Should your dog decide he’s the leader of the pack and want to rule the class by his lonesome, then one-on-one dog training might be your best bet.
9. Hire a Professional Dog Trainer or Behavior Specialist
At any point when you yourself feel in danger of your dog’s aggression, you should strongly consider hiring a professional.
Some certified trainers like Doggy Dan can be hired virtually. For a low monthly membership fee, you’ll get access to detailed video instructions and a community forum. Others like BrainTraining offer fun ways to bond with and reward your dog for obedience.
If you need in-person training or want the process to be hands-free, then consider the membership fees to be hourly and more expensive than online.
If even a pro trainer can’t do the trick, then maybe a therapist can. While dog behavior modification is not an exact science, it’s has shown some success, even with extreme cases.
10. Spay or Neuter Your Dog
If your dog hasn’t been neutered or spayed, having this procedure perform may tame their animal instincts. While consulting with your vet, this might already be an option they’ve asked you to consider.

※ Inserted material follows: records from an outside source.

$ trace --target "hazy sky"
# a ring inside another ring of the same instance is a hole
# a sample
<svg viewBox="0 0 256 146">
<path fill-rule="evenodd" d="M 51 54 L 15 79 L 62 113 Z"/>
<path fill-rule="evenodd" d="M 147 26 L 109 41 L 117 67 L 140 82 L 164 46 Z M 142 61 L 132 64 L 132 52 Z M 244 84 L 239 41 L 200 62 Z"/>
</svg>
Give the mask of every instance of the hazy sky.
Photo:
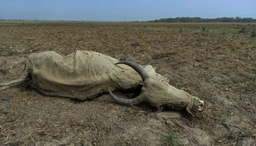
<svg viewBox="0 0 256 146">
<path fill-rule="evenodd" d="M 256 18 L 256 0 L 0 0 L 0 19 L 130 21 L 236 16 Z"/>
</svg>

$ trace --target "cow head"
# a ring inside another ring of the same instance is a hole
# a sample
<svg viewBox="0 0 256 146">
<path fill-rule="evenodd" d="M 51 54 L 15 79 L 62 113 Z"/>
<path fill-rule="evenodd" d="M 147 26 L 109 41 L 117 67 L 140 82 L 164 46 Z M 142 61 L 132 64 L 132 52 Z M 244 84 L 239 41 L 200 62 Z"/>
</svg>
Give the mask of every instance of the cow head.
<svg viewBox="0 0 256 146">
<path fill-rule="evenodd" d="M 202 111 L 204 102 L 197 97 L 170 85 L 161 78 L 150 76 L 143 68 L 133 62 L 121 61 L 115 63 L 118 64 L 126 64 L 136 71 L 142 79 L 143 86 L 140 95 L 131 99 L 120 99 L 109 89 L 110 95 L 118 104 L 129 106 L 147 102 L 157 107 L 168 106 L 178 110 L 185 109 L 193 116 L 197 116 L 199 112 Z"/>
</svg>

11. Use Medication as Last Resort
There are some instances where encouragement, training, and even spaying or neutering is not enough. Putting your dog on the right medication program can be a tool that helps them overcome the root causes of aggression, bodily disorder.
It’s important to first understand why your dog is aggressive and to only leave this option as a last resort. If all the professionals you’ve consulted say the same thing, then it’s probably time to give it some thought.
Some dogs will only require temporary medication, while others may need to take it for the rest of their lives. Consult your vet and a behavior specialist thoroughly when making your decision.
If you’re not 100% confident it’s the ONLY remaining option, don’t subject to your dog to it.
Remember to keep in mind that aggressive behavior is almost always a symptom of an underlying problem.
Dogs, like people, can be conditioned not to act out in frustration or anger.
If you understand the source of your dog’s aggression, you can then formulate a solution on how best to deal with it.